Una questione di parole: si dice integrazione o inclusione?

In passato, si utilizzava il termine integrazione; mentre

attualmente si utilizza il termine inclusione:

- Integrazione: inserimento in contesti di persone con

disabilità, abbattimento delle barriere personali, sociali,

politiche (bambini che non possono andare a scuola perché manca l’insegnante di sostegno) e

architettoniche (fisiche, più visibili) che impediscono la partecipazione attiva.

- Inclusione (termine più ampio): non si fa riferimento alla disabilità, ma si fa riferimento

all’unicità di tutte le persone che vengono incluse in un qualsiasi contesto (Ad esempio, includere

tutti gli studenti a partecipare ad una lezione: non solo con BES, ma tutti gli studenti). Tale

termine ci permette di parlare di tutti gli alunni poiché tutti gli alunni, in un certo momento della

loro esperienza scolastica, possono sentirsi in una situazione di bisogno (tutti possiamo essere

alunni con BES). Si tratta di un percorso che è iniziato negli anni ’60.

Si tratta di un percorso che si situa nei movimenti del

1960, periodo in cui si avvertiva il bisogno di una

maggior equità tra le persone. A tal proposito, Don

Milani ha dato un significativo contributo. Nel 1977 è

stato redatto un documento ufficiale da parte della

ministra Falcucci la quale ha fatto passare la legge

che segnala l’inizio dell’integrazione scolastica.

Successivamente, è stata redatta la legge Basaglia che

ha evidenziato la necessità di attivare progetti di

inclusione per persone che non potevano rimanere

rinchiuse per tutta la vita in un istituto. Nel 1992 è passata la legge 104 che è una legge sulla segnalazione

e valutazione di alunni e persone con disabilità psicomotorie e riguarda tutte le persone che presentano

una disabilità, non solo gli alunni. Nel 2009 c’è stata la convenzione ONU per i diritti delle persone

con disabilità, ma come agire per favorire l’inclusione di alunni con diverse tipologie di difficoltà? A

seguito di questa domanda, è stata redatta dallo Stato la legge 170 sui DSA approvata l’8 ottobre 2010.

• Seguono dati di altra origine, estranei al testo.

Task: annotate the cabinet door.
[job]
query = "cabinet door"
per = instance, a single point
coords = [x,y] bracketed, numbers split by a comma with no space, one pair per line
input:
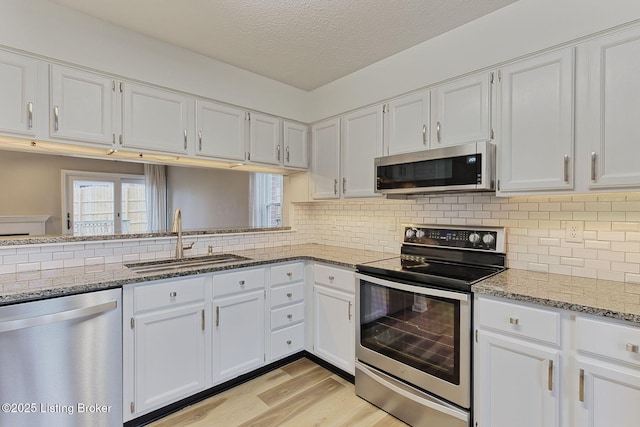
[516,383]
[239,335]
[264,139]
[325,158]
[18,91]
[462,111]
[84,106]
[156,119]
[535,150]
[334,328]
[361,143]
[295,145]
[221,131]
[608,394]
[614,108]
[169,355]
[408,121]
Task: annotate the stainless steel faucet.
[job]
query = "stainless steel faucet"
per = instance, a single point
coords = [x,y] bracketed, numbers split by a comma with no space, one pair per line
[177,228]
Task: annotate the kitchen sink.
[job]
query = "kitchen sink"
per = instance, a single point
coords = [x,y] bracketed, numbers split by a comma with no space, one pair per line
[177,264]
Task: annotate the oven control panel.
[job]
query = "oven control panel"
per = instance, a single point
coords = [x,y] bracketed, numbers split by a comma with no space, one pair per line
[462,238]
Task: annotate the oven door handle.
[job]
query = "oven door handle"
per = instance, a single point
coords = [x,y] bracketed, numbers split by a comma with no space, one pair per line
[423,290]
[425,400]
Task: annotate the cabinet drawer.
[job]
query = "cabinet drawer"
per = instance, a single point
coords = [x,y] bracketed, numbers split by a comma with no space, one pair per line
[238,281]
[608,339]
[287,341]
[337,278]
[287,294]
[516,319]
[287,273]
[287,315]
[156,295]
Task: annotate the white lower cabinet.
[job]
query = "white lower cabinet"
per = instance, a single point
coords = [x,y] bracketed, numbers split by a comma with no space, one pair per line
[515,383]
[609,394]
[165,336]
[287,310]
[238,323]
[334,323]
[607,373]
[530,370]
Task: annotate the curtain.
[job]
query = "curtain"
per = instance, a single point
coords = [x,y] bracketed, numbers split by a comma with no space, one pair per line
[258,199]
[155,180]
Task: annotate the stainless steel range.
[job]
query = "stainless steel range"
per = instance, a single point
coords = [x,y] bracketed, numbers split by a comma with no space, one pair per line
[413,350]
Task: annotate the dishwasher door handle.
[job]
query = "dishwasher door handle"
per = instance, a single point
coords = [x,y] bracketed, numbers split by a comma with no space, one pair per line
[60,316]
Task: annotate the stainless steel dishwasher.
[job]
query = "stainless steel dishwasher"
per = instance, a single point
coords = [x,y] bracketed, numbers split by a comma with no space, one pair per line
[61,361]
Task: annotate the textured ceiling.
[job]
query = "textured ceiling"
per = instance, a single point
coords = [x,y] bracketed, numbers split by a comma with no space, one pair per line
[303,43]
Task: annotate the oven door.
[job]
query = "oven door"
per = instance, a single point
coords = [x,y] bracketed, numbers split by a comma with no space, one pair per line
[418,334]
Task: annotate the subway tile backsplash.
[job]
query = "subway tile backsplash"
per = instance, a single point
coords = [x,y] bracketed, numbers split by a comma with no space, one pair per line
[536,228]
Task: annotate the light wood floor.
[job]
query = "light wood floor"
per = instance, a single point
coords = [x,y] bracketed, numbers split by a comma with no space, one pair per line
[297,395]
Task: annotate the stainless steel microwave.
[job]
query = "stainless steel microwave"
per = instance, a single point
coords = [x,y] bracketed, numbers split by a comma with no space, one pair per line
[468,167]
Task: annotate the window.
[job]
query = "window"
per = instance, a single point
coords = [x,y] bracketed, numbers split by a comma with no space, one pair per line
[103,203]
[266,200]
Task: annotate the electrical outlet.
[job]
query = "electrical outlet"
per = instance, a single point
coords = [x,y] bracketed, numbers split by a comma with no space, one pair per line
[574,232]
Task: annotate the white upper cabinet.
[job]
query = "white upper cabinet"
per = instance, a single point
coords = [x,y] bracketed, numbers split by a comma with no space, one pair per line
[85,106]
[614,109]
[265,139]
[535,121]
[408,123]
[461,111]
[221,131]
[157,119]
[325,159]
[295,143]
[18,94]
[361,143]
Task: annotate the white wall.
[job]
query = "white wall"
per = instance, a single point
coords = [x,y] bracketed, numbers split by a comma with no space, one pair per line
[45,28]
[521,28]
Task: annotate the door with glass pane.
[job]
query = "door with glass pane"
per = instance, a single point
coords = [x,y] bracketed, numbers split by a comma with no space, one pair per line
[99,204]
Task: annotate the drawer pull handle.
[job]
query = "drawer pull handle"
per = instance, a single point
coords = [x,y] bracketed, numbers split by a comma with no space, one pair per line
[633,348]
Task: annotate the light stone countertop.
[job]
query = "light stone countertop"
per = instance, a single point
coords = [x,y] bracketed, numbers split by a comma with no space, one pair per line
[43,284]
[606,298]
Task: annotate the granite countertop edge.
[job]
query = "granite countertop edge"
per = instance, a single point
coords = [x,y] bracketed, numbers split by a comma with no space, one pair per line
[491,287]
[98,285]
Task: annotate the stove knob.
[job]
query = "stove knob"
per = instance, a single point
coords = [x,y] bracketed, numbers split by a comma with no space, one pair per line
[488,239]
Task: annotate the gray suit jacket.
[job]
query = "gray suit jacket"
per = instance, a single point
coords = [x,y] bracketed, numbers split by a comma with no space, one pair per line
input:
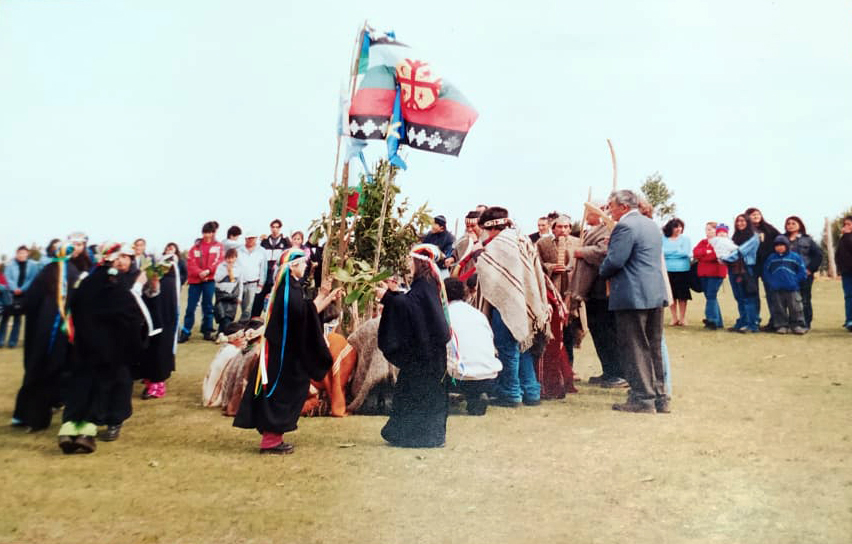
[634,265]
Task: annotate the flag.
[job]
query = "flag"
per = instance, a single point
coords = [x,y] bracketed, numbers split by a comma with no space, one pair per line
[433,115]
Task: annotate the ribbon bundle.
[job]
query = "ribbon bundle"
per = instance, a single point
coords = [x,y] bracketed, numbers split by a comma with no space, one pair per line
[287,260]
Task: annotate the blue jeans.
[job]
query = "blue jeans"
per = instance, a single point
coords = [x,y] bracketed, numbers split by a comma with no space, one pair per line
[747,305]
[205,292]
[711,308]
[16,330]
[517,380]
[847,297]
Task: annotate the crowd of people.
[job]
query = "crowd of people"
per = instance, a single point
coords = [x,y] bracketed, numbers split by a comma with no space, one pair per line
[494,316]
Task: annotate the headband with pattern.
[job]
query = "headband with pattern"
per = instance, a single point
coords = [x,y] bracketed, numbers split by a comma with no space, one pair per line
[287,260]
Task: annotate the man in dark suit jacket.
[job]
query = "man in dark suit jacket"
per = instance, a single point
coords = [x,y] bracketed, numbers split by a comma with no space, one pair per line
[634,266]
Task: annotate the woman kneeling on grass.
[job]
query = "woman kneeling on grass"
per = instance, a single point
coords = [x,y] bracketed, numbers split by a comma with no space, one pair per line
[413,335]
[293,353]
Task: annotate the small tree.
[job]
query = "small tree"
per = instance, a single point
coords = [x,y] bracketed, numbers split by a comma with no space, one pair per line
[658,196]
[355,271]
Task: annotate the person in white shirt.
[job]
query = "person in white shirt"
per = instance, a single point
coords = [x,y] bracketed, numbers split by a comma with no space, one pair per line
[477,364]
[229,289]
[252,261]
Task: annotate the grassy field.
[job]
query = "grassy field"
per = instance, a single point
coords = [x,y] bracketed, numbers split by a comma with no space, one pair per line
[757,450]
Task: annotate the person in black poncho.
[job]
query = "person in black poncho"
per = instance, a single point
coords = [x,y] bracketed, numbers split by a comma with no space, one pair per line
[110,330]
[413,335]
[162,298]
[293,353]
[46,343]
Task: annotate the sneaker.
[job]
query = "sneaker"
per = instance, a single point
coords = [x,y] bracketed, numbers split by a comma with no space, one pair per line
[111,433]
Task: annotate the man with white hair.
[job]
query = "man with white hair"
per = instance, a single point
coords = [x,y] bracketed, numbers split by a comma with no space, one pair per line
[110,328]
[252,261]
[588,287]
[633,265]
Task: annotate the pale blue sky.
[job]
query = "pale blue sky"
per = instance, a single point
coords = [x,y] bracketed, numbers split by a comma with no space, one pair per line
[148,117]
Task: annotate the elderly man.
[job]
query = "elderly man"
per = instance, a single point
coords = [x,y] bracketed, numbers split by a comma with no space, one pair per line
[252,261]
[633,265]
[439,236]
[20,274]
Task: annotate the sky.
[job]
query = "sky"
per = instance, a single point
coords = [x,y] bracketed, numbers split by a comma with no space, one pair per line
[128,118]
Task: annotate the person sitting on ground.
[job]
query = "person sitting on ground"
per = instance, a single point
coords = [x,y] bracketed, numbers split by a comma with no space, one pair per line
[294,353]
[477,365]
[711,274]
[237,370]
[783,271]
[843,260]
[413,335]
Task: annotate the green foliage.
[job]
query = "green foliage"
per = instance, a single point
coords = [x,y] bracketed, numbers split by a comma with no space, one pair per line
[658,196]
[834,226]
[399,233]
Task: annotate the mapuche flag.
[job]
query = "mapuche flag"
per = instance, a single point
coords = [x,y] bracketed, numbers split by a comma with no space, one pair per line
[435,116]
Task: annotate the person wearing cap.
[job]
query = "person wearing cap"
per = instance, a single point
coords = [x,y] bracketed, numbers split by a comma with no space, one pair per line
[252,261]
[20,274]
[809,250]
[711,273]
[273,246]
[162,298]
[783,271]
[413,335]
[201,262]
[110,328]
[441,238]
[46,343]
[513,295]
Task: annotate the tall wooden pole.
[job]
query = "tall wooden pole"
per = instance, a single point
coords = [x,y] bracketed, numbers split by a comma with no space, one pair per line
[829,246]
[353,78]
[614,165]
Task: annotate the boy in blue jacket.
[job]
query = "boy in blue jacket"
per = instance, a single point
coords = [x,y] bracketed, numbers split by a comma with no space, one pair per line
[783,271]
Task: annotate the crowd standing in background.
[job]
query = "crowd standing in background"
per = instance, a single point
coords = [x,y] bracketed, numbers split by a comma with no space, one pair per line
[497,311]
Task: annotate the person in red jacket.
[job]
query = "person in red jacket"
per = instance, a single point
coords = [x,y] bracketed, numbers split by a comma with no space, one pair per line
[201,262]
[711,273]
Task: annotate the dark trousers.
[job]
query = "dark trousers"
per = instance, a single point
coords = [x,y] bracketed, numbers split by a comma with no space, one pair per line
[640,336]
[602,328]
[805,291]
[786,309]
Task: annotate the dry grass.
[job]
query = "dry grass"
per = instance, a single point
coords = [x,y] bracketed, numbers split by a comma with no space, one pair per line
[756,450]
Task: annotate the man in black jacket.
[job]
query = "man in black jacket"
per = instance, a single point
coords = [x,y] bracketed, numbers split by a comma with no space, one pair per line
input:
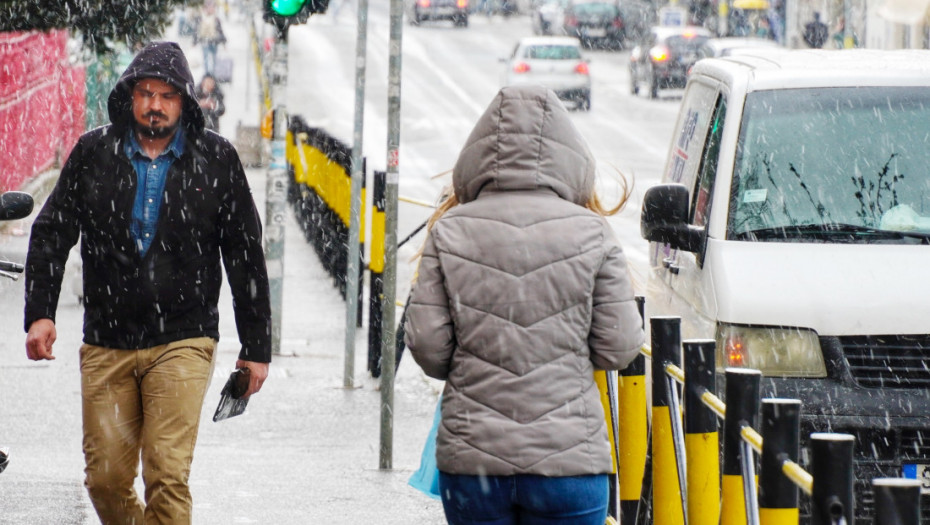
[157,202]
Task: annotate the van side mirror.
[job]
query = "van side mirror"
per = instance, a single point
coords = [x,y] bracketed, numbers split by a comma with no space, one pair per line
[15,205]
[665,218]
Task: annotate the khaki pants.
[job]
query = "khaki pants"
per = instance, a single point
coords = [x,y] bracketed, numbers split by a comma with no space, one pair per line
[146,401]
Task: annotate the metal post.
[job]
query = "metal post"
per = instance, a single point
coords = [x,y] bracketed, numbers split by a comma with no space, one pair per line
[897,501]
[276,190]
[702,443]
[832,467]
[778,495]
[388,343]
[666,491]
[353,264]
[742,398]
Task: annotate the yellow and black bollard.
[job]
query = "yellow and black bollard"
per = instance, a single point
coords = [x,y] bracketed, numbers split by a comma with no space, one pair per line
[742,398]
[897,501]
[376,269]
[832,469]
[667,507]
[633,439]
[778,495]
[701,439]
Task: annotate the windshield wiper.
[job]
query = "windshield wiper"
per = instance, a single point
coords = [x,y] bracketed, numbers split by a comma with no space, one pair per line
[828,231]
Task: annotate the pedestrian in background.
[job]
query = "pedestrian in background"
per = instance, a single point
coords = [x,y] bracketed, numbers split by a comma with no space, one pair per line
[157,203]
[522,291]
[816,32]
[210,97]
[209,35]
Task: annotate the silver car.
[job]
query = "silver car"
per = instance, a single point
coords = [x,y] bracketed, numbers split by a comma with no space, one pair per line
[548,16]
[554,62]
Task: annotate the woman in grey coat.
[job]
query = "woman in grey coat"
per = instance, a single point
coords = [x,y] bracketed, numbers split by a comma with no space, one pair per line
[522,292]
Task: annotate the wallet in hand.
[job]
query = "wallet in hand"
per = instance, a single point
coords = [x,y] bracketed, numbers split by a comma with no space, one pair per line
[231,401]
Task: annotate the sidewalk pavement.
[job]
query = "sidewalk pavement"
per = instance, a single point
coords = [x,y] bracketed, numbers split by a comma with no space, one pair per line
[305,452]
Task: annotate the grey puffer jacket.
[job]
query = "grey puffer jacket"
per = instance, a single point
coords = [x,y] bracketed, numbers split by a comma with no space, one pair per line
[521,293]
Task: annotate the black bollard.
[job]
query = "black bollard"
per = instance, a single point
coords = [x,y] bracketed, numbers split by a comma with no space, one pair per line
[781,426]
[701,438]
[666,484]
[832,469]
[897,501]
[742,398]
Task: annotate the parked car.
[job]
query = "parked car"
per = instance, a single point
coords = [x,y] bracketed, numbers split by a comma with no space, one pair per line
[638,16]
[663,59]
[596,23]
[792,226]
[547,16]
[552,61]
[454,10]
[726,46]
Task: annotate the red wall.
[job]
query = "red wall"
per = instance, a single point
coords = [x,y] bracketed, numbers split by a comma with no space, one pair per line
[42,104]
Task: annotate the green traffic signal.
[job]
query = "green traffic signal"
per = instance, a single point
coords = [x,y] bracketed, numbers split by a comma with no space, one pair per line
[287,7]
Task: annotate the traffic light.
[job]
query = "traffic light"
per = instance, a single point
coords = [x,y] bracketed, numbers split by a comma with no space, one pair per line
[283,13]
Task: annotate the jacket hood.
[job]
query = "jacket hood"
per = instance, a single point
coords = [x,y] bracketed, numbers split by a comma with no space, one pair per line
[166,62]
[525,140]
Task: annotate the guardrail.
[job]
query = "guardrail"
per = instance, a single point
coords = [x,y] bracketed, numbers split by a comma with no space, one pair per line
[319,169]
[687,486]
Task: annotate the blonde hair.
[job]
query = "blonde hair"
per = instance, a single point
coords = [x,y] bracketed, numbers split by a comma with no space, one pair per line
[448,200]
[594,202]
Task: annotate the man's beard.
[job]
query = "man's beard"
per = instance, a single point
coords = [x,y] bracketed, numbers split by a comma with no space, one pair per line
[157,132]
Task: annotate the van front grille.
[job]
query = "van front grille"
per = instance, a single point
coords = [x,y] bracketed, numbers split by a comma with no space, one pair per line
[889,361]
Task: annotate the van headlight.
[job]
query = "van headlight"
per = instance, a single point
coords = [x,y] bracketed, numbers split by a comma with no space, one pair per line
[774,351]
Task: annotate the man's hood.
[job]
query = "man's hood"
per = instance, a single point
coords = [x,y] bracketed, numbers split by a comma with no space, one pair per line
[166,62]
[525,140]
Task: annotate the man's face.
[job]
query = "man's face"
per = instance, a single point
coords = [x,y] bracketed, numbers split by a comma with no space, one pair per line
[156,107]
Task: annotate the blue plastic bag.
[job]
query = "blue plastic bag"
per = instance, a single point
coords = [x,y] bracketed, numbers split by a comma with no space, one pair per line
[426,478]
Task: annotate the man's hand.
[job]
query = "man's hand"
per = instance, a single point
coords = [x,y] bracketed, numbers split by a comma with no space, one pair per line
[259,372]
[41,337]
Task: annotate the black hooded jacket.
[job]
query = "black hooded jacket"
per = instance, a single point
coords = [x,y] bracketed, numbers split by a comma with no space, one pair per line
[207,214]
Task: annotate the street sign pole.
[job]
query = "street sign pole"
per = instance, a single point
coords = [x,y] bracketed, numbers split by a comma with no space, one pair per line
[388,345]
[276,189]
[355,205]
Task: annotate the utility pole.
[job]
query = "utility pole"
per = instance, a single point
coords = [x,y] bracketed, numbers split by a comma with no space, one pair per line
[281,14]
[355,204]
[276,189]
[388,345]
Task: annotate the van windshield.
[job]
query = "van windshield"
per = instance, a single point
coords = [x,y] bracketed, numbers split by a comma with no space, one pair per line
[845,164]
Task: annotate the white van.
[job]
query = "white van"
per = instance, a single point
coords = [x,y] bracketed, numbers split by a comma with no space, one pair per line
[793,226]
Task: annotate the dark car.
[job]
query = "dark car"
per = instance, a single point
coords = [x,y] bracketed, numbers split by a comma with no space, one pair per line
[454,10]
[663,59]
[596,23]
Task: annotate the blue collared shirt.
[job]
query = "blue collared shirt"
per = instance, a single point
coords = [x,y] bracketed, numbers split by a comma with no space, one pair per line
[151,176]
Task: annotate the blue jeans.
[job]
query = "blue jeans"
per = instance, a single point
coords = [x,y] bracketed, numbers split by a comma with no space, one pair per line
[524,499]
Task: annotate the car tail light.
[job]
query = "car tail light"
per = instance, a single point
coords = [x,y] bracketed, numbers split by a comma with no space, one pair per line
[735,351]
[659,54]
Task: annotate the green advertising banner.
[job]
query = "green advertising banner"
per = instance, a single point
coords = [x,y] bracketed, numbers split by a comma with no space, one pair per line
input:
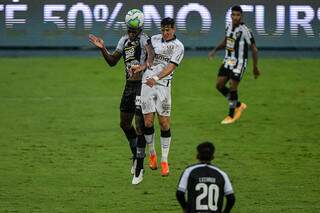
[57,23]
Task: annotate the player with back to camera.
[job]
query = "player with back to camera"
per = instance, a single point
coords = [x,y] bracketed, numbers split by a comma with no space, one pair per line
[205,185]
[237,40]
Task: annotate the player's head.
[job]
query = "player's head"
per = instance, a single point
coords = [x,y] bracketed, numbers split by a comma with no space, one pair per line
[134,21]
[168,28]
[205,152]
[236,14]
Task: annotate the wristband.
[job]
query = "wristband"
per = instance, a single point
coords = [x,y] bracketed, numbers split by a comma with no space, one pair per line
[156,78]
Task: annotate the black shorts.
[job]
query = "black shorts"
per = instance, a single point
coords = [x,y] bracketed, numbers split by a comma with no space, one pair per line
[234,74]
[128,100]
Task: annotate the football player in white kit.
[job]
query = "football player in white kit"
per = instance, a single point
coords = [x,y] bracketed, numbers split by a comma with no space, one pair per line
[156,90]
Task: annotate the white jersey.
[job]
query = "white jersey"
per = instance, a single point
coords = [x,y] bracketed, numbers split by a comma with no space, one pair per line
[166,52]
[133,52]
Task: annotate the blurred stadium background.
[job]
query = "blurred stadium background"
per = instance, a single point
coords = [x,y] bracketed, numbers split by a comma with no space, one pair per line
[61,146]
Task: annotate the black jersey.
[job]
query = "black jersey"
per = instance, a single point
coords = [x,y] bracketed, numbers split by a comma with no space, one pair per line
[238,40]
[206,186]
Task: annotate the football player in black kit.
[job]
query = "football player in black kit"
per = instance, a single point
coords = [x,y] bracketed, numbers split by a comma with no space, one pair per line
[205,184]
[135,48]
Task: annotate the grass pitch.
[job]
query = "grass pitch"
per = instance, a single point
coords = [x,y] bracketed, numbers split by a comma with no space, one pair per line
[62,149]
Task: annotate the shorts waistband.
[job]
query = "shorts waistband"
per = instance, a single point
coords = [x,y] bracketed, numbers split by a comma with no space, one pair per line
[133,82]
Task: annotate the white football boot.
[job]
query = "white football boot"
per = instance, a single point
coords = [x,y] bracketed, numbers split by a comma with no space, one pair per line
[137,180]
[134,165]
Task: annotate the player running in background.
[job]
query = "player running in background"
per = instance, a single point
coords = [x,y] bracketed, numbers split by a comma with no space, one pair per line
[156,90]
[205,185]
[236,43]
[134,47]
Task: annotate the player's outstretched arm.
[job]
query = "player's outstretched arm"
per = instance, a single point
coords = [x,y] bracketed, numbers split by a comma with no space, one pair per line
[150,53]
[256,71]
[230,202]
[166,71]
[111,59]
[221,46]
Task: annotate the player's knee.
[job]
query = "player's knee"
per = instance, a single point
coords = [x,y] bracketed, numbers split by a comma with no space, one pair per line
[219,86]
[165,125]
[148,123]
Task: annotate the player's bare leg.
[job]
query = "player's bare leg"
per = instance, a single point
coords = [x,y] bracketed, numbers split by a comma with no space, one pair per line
[165,139]
[225,91]
[221,86]
[239,107]
[130,132]
[150,138]
[141,145]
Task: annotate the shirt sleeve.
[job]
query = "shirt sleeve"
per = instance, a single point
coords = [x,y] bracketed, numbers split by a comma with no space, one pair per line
[177,55]
[144,40]
[248,36]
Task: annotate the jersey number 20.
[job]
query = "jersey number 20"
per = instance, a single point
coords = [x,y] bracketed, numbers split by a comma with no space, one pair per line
[212,192]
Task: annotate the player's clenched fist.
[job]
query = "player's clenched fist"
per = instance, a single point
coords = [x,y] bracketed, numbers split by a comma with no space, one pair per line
[98,42]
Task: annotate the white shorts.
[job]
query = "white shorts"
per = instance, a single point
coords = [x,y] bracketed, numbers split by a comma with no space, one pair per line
[156,99]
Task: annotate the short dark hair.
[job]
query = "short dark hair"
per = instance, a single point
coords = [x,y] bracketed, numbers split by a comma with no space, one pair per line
[205,151]
[236,8]
[167,21]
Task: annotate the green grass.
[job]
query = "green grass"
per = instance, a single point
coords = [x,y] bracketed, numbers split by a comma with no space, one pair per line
[61,148]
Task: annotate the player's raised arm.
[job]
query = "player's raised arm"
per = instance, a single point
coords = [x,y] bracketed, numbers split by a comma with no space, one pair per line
[111,59]
[150,53]
[256,71]
[221,46]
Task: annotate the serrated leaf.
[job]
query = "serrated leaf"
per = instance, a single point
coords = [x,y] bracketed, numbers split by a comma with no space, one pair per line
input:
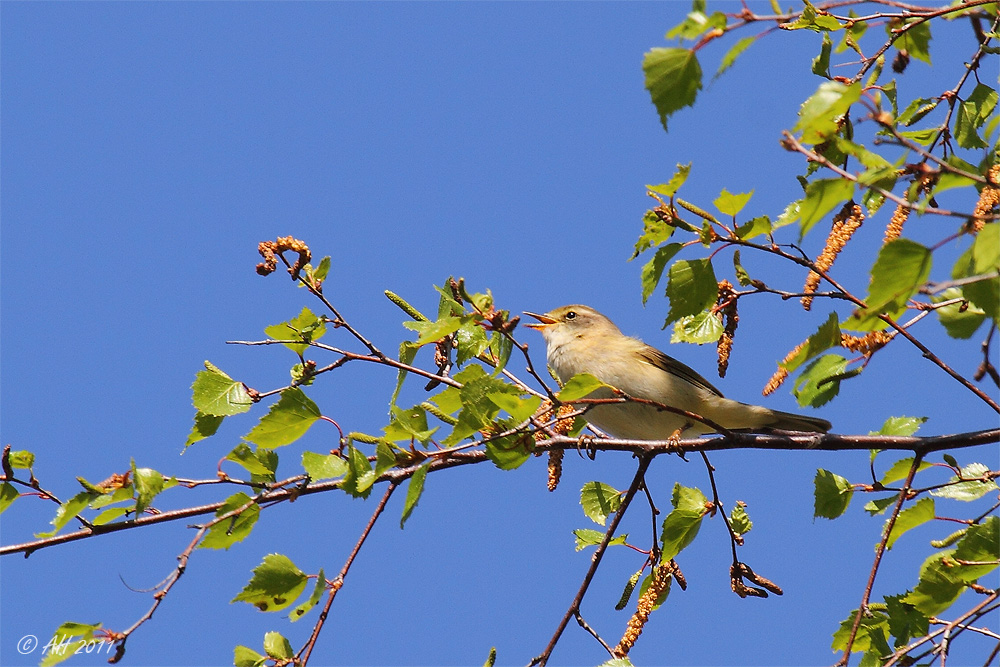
[681,526]
[235,529]
[904,426]
[305,327]
[8,494]
[323,466]
[754,227]
[970,489]
[204,427]
[673,79]
[919,513]
[691,288]
[731,204]
[215,393]
[819,115]
[599,501]
[286,421]
[652,271]
[313,600]
[819,381]
[244,656]
[669,188]
[413,492]
[733,53]
[900,270]
[147,483]
[915,41]
[832,494]
[822,196]
[579,386]
[275,584]
[587,537]
[705,327]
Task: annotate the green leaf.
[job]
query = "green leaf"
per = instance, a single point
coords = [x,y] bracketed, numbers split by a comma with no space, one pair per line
[820,115]
[275,584]
[832,494]
[691,288]
[827,336]
[681,526]
[313,600]
[822,196]
[68,510]
[358,469]
[904,426]
[204,427]
[247,657]
[731,204]
[902,267]
[820,381]
[917,109]
[236,528]
[754,227]
[587,537]
[470,342]
[286,421]
[434,331]
[21,458]
[920,513]
[673,79]
[148,483]
[652,271]
[8,494]
[409,425]
[306,327]
[705,327]
[599,501]
[669,188]
[821,63]
[215,393]
[740,520]
[733,53]
[510,451]
[64,645]
[970,489]
[413,491]
[957,322]
[278,647]
[261,463]
[323,466]
[579,386]
[915,41]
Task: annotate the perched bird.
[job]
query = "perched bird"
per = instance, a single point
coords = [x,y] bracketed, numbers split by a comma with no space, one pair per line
[581,340]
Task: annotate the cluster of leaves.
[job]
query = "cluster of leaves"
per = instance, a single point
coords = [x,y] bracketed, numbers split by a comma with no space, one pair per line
[862,142]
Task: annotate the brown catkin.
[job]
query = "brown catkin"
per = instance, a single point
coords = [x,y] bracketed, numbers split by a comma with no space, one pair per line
[661,579]
[868,344]
[895,226]
[782,373]
[845,223]
[725,309]
[989,199]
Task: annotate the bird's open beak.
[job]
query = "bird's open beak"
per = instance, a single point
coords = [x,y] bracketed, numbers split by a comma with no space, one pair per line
[543,321]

Pur con alcuni limiti, la legge aveva il ruolo importantissimo di riconoscere e tutelare i casi di DSA e

determinava una grossa svolta per il campo, non lasciandolo più alla discrezionalità di persone di buona

volontà, ma obbligando servizi socio-sanitari e scuole a farsi carico degli studenti con DSA. Fra i limiti

della legge vi era quello di creare, combinata con la legge 104 dedicata prevalentemente all’handicap,

mondi separati e protetti per specifiche casistiche, lasciando da parte altre casistiche estremamente

problematiche che finivano in qualche modo trascurate o fatte rientrare nell’ambito dell’handicap o dei

DSA. Infine, nel 2012-2013 sono state emanate due circolari dal Miur che hanno fatto cambiare il nome

al corso in questione e hanno cambiato il percorso dell’inclusione scolastica.

Il nostro modello di inclusione scolastica è stato assunto quale punto di riferimento per le politiche di

inclusione in Europa e mirava a rendere il sistema di istruzione italiano un luogo di conoscenza,

sviluppo e socializzazione per tutti, quindi inclusivo piuttosto che selettivo. L’Italia, ma anche la Grecia,

ha iniziato per prima a creare delle scuole sul modello inclusivo. Inoltre, anche i paesi del Mediterraneo,

hanno messo in atto tale organizzazione che richiede l’inclusione scolastica.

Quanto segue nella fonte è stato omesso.